Prague, April 5 (CTK) – The recent reconstruction of the Baroque complex in Kuks, east Bohemia, and the Czech National Heritage Institute’s (NPU) educational project promoting historical sights have won the EU’s prestigious Europa Nostra 2017 prize, NPU spokesman Jan Cieslar told CTK on Wednesday.
He said the prize is a parallel to film Oscars in the heritage conservation branch.
Representatives of the EC and the Europa Nostra group have chosen 29 winners out of more than 200 competing projects.
The two successful NPU projects have advanced in the contest. On May 15, seven Grand Prix winners will be chosen out of the 29 holders of the Europa Nostra prize in Turku, Finland.
The grand prix carries a reward of 10,000 euros.
On Wednesday, a public online voting started for people all over the world to support any of the competing projects, Cieslar said.
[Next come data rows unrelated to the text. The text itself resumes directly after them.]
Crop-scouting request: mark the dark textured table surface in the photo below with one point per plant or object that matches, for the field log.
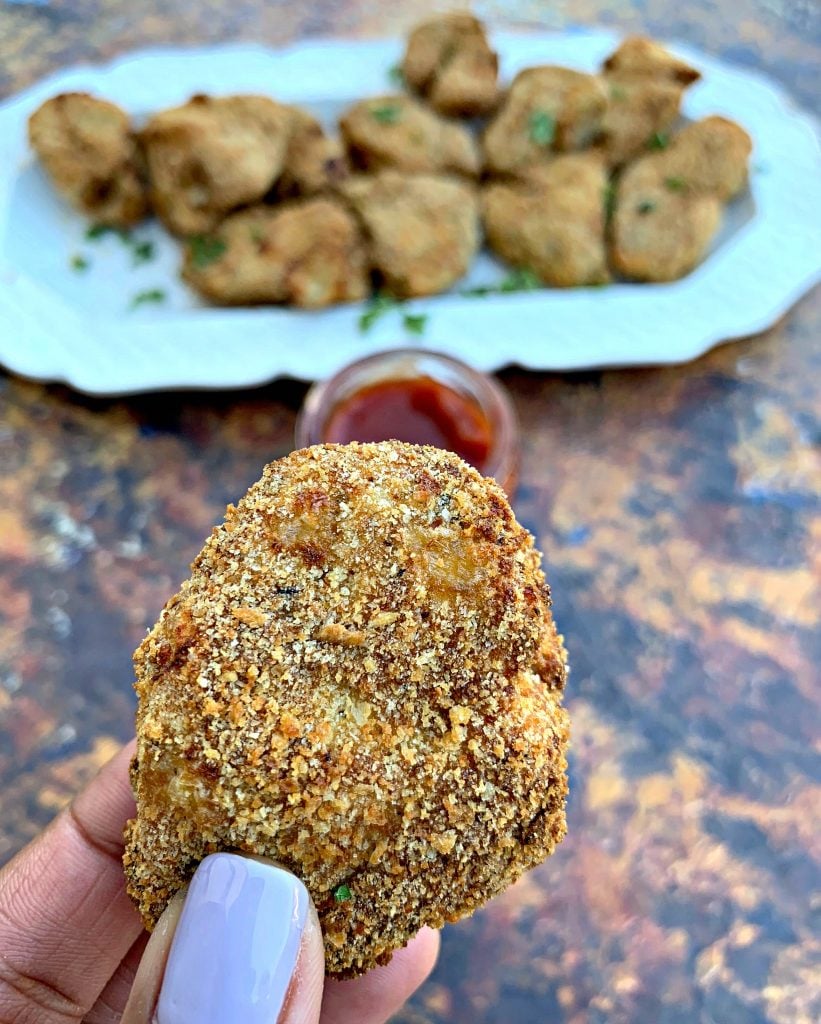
(679, 512)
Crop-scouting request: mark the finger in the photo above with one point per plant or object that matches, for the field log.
(66, 922)
(247, 947)
(378, 994)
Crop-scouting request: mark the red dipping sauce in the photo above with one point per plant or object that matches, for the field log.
(419, 410)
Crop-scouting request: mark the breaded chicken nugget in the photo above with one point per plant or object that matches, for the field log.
(659, 230)
(314, 162)
(709, 157)
(423, 229)
(449, 61)
(361, 680)
(213, 155)
(309, 253)
(639, 110)
(553, 221)
(88, 151)
(642, 56)
(547, 109)
(398, 131)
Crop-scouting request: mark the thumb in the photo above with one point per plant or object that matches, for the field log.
(243, 944)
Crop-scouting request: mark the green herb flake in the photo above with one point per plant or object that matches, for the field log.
(97, 231)
(152, 296)
(206, 250)
(415, 323)
(389, 114)
(522, 279)
(142, 252)
(542, 128)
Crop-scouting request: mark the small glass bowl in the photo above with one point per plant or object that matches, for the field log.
(412, 364)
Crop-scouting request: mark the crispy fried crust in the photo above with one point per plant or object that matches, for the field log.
(422, 229)
(449, 61)
(310, 253)
(547, 109)
(89, 153)
(213, 155)
(361, 679)
(399, 132)
(552, 221)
“The success of both our projects proves that we are not only able to reconstruct monuments but also return real life to them as the venues of attractive cultural events and in educating new generations,” NPU director Nada Goryczkova said.
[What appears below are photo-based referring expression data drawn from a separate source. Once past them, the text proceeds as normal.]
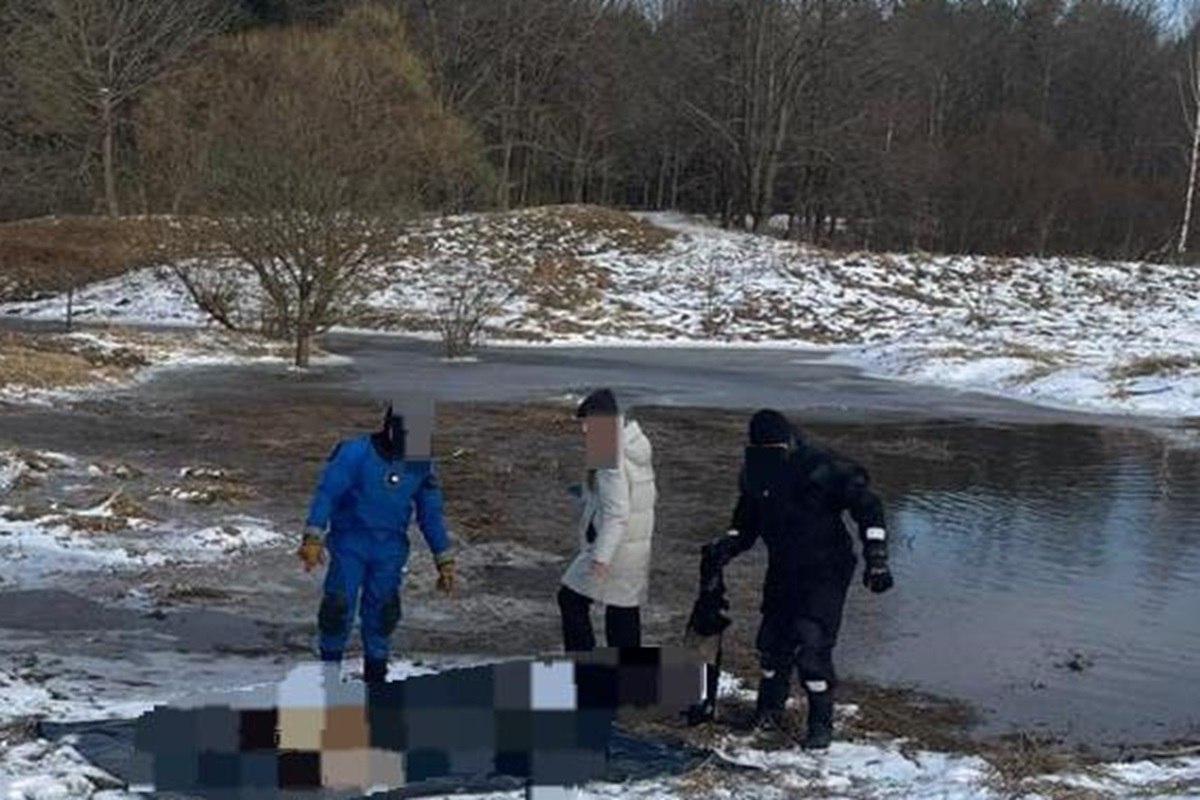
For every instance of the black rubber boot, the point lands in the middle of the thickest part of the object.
(375, 671)
(772, 699)
(820, 728)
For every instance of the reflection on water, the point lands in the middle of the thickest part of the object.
(1033, 551)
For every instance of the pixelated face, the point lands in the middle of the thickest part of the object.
(420, 416)
(600, 441)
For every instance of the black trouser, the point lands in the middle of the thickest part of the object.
(802, 633)
(622, 625)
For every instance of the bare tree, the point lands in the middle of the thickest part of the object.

“I am glad at seeing our results appreciated not only by the Czech public…but also whole Europe,” she said.
Goryczkova said the NPU could reconstruct and revitalise Invalidovna, a valuable Baroque complex in the broader centre of Prague, like it has done with Kuks, if the city gave the green light to the project.
Last year, the Kuks reconstruction from 2013-2015 won the Czech construction of the year project in the relevant category.
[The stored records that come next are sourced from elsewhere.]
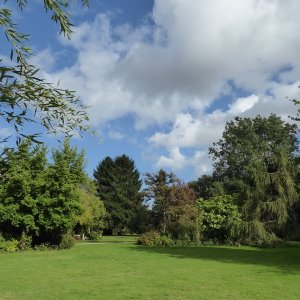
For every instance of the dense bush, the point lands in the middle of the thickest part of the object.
(8, 245)
(67, 241)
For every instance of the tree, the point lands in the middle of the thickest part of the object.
(22, 187)
(118, 185)
(207, 186)
(158, 192)
(216, 215)
(91, 219)
(60, 205)
(24, 97)
(259, 156)
(174, 205)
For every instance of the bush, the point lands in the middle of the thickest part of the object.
(8, 245)
(41, 247)
(153, 238)
(150, 238)
(67, 241)
(95, 235)
(24, 242)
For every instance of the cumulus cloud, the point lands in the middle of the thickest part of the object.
(173, 68)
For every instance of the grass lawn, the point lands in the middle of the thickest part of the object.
(126, 271)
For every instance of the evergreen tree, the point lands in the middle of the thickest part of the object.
(91, 219)
(258, 154)
(60, 205)
(118, 185)
(22, 184)
(174, 205)
(158, 191)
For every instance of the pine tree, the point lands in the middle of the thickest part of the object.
(60, 205)
(118, 185)
(23, 182)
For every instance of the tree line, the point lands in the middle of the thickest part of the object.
(251, 197)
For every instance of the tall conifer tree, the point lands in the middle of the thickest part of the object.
(118, 185)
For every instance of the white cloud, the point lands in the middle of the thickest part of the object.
(176, 160)
(116, 135)
(174, 70)
(5, 132)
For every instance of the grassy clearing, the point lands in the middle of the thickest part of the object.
(127, 271)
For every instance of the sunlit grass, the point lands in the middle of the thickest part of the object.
(127, 271)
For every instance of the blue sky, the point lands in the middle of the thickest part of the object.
(162, 77)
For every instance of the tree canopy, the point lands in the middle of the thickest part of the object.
(118, 185)
(257, 156)
(24, 96)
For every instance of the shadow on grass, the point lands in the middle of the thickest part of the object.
(285, 259)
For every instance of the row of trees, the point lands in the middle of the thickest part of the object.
(46, 201)
(251, 198)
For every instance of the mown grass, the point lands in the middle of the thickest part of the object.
(128, 271)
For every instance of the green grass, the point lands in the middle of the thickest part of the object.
(127, 271)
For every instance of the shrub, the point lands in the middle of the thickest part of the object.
(149, 238)
(95, 235)
(8, 245)
(67, 241)
(153, 238)
(24, 242)
(41, 247)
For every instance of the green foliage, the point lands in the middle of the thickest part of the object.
(24, 242)
(10, 245)
(216, 215)
(257, 156)
(174, 207)
(61, 201)
(154, 239)
(91, 219)
(23, 182)
(25, 97)
(118, 186)
(67, 241)
(38, 200)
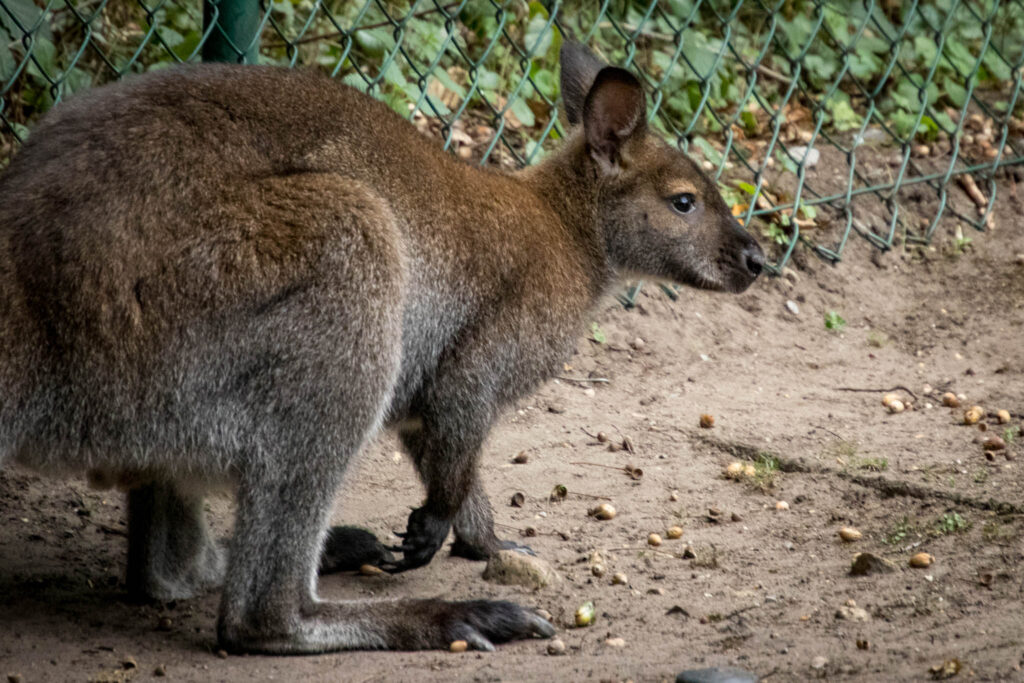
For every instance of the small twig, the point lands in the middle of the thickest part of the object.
(898, 386)
(584, 380)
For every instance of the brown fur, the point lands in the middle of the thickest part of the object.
(236, 272)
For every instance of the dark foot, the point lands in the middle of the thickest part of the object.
(471, 552)
(481, 624)
(348, 548)
(424, 536)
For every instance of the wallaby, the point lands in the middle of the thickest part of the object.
(240, 274)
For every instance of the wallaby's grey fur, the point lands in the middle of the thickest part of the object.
(241, 273)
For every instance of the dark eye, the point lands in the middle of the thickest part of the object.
(684, 203)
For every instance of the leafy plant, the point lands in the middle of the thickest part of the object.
(834, 321)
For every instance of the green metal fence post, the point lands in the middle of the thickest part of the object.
(233, 37)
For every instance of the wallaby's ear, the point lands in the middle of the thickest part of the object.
(613, 112)
(580, 68)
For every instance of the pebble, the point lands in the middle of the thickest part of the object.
(717, 675)
(509, 567)
(556, 646)
(866, 563)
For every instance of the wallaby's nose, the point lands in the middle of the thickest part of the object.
(754, 259)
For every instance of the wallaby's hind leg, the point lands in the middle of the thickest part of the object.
(348, 548)
(171, 555)
(474, 528)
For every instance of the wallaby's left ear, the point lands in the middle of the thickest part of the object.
(614, 112)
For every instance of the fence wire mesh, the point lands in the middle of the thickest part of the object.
(820, 120)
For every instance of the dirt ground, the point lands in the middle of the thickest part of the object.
(764, 587)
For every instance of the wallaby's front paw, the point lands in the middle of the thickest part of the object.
(483, 623)
(348, 548)
(424, 536)
(469, 551)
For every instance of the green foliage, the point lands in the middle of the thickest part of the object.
(834, 321)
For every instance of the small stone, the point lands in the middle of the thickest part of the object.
(866, 563)
(993, 443)
(556, 647)
(922, 560)
(717, 675)
(853, 613)
(604, 512)
(509, 567)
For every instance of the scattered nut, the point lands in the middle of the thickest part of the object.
(585, 613)
(556, 647)
(922, 560)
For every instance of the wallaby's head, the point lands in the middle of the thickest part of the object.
(659, 214)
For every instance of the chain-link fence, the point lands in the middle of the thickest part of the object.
(820, 120)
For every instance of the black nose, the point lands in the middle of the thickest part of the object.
(754, 259)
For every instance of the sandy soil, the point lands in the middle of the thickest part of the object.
(765, 587)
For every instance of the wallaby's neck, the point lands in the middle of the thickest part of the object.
(565, 181)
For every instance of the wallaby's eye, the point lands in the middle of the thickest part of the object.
(684, 203)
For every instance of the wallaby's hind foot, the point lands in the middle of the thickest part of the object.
(171, 555)
(403, 625)
(348, 548)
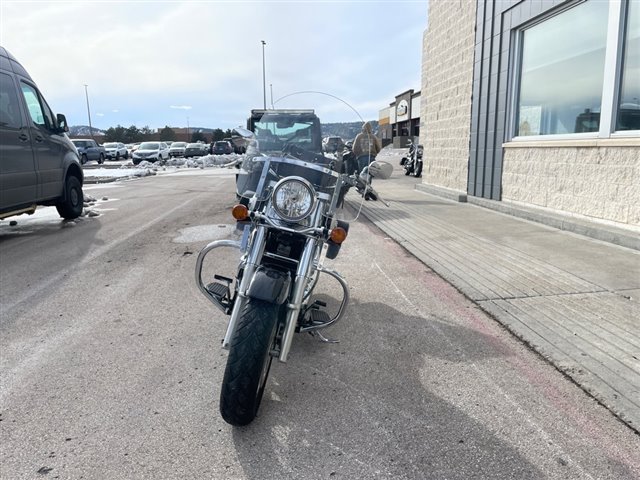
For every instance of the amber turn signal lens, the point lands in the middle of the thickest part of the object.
(240, 212)
(338, 235)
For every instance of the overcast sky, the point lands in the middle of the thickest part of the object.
(168, 63)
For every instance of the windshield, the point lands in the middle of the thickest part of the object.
(149, 146)
(276, 130)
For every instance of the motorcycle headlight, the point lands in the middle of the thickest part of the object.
(293, 199)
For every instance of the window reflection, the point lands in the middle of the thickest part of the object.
(629, 104)
(562, 72)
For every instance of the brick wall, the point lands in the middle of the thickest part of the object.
(447, 76)
(601, 182)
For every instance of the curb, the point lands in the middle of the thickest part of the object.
(606, 233)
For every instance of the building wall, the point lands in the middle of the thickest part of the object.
(470, 59)
(598, 181)
(447, 75)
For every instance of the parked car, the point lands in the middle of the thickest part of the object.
(115, 150)
(177, 149)
(89, 150)
(151, 152)
(332, 144)
(38, 163)
(221, 147)
(195, 150)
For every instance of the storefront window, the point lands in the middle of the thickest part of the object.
(629, 104)
(562, 72)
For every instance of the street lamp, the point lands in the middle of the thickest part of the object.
(86, 94)
(264, 78)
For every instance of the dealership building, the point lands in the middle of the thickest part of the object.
(400, 121)
(533, 105)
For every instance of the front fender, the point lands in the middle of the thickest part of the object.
(270, 285)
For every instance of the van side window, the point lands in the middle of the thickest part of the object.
(9, 106)
(39, 113)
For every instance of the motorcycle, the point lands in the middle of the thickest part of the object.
(413, 163)
(288, 213)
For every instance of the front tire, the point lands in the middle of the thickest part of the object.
(70, 206)
(249, 362)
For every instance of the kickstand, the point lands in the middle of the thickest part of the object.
(322, 338)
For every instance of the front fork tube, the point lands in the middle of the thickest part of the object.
(301, 281)
(256, 249)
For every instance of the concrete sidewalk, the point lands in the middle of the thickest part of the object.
(575, 300)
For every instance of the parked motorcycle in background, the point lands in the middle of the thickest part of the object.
(413, 163)
(290, 195)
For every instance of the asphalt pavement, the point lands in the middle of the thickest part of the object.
(573, 299)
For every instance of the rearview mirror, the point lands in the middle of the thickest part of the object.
(243, 132)
(62, 123)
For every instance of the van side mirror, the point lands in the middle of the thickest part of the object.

The Europa Nostra prize was established 15 years ago. It is awarded for extraordinary contributions in the categories of heritage conservation (in which the Kuks project succeeded), research and extraordinary contributions in caring for cultural heritage and in the area of education.
In the last mentioned category, the NPU’s project creating a system of education and lessons on heritage conservation succeeded.
The last previous Europa Nostra award went to the conservation and presentation of castle in Becov nad Teplou, west Bohemia, in 2010.
Before, the prize went to another three Czech projects and to Tomas Durdik, a connoisseur of castles.